The commercial value of stones depends on several qualities such as strength, resilience, outer appearance, solidity, weight, density, fineness of grain, amenability to dressing, porosity and absorption. The term stone and rock are synonymous to each other. The only difference is that stones are derived by cutting rocks into smaller pieces.
Superficially two stones might appear similar, but all stones are different from one another owing to their properties. All rocks are classified into four broad categories depending on their mineral and chemical composition, texture, and permeability. The four categories are Igneous, sedimentary, metamorphic and man-made rocks.
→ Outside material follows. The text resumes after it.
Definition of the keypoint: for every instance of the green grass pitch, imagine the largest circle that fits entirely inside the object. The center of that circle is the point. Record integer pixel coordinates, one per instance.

1. Igneous rocks: These are formed because of cooling down of magma or lava released from the volcanic eruptions. The magma or lava is formed by the melting of rocks present in the mantle of the Earth or its crust. The process of melting is initiated by a rise in temperature, lowering of pressure or changes in the composition. If the lava cools down under the surface of the Earth, it leads to the formation of Plutonic or Intrusive stones. If the lava cools down on the surface of the Earth, Volcanic or Extrusive stones are formed. Granite is an example of plutonic stones whereas Pumice is an example of volcanic stones.
2. Sedimentary rocks: The rocks of this type are formed through the processes of decomposition, compaction and cementation of organic matter, chemical precipitates or clastic sediments, within the water bodies or on the Earth's surface. Generally such rocks are found at or near the Earth's surface. These rocks can be further classified into three sub-types viz. Mud rock, Sandstones and carbonate rocks. Of the total sedimentary stones present on the Earth, Mud rocks have the largest proportion i.e. 65%. Mud stone, shale and silt fall under this category. Sandstones constitute 20-25% of all sedimentary rocks. Carbonate rocks such as Limestone and Dolostone constitute 10-15 % of all sedimentary rocks.
3. Metamorphic rocks: These rocks are formed by the metamorphosis of existing sedimentary, igneous or metamorphic rocks. When the original rock known as Protolith is acted upon by heat(high temperatures of 150 to 200°C) and pressure (of the range of 1500 bars), it undergoes tremendous changes in its chemical and/or physical properties. Natural stones such as Marble, Slate, Serpentine, etc. are some common examples of metamorphic rocks.
4. Man-made rocks: Man-made or Anthropic rocks are manufactured through human intervention. They are generally produced from mixtures containing resin or cement. Terrazzo, Conglomerates or Agglomerates, and Faux or Cultured Marble are some common man-made rocks. Terrazzo is manufactured by implanting Marble and Granite chips in cement. Conglomerates or agglomerates are manufactured by implanting marble chips in colored resin. Faux or Cultured Marbles are manufactured by mixing resins with paints or painting resins with paints to produce stones that look similar to marble.